素手で作って、そのつど手を洗う形も認められています。
引用欄にも「素手の方が、小まめに手洗いする意識がつくような気がする」と書いている人がいました。
手袋があるかどうかより、その手袋をどう扱っているか。
見られているのは、どうやらそちらのほうです。
じつは食品に直接ふれる手袋は、食品衛生法では「器具」の仲間。
食品用として、材質や溶け出しの試験に通ったものを使うことになっています。
ただ、これも席からは見えません。
見えるのは、やっぱり色だけ。
そう考えると、「黒手袋には近付かない」があれだけ広まったのも、少し分かる気がしてきます。

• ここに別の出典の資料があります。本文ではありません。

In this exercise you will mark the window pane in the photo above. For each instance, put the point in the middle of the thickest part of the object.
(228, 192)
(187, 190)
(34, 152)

みんなが見たかったのは、たぶん手袋ではありませんでした。
きちんとやっているお店かどうかを、座ったままひと目で知りたかっただけ。
ところが手がかりになる決まりは、替えるタイミングも、手洗いも、手袋の材質も、全部が見えないところに書かれています。
残ったのが色だったので、色の話になった。
次にお店へ入ったら、手袋の色ではなく、その手がどこへ行って戻ってくるかを追いかけてみたいところですね。
この記事で参考にした情報
手袋の決まりについては、次の資料を読んで書いています。
- 厚生労働省「大量調理施設衛生管理マニュアル」
- 公益社団法人日本食品衛生協会「HACCPの考え方を取り入れた衛生管理のための手引書(小規模な一般飲食店事業者向け)」令和6年1月改訂
- 明成株式会社「食品加工所で青色のニトリル手袋が選ばれる理由とは?」「飲食店が黒色のニトリル手袋を使うメリットとは?」
- サラヤ株式会社「使い捨て手袋(衛生手袋)」
- 厚生労働省食品安全情報(@Shokuhin_ANZEN)の投稿
手引書もマニュアルも、どちらもネット上で公開されているものです。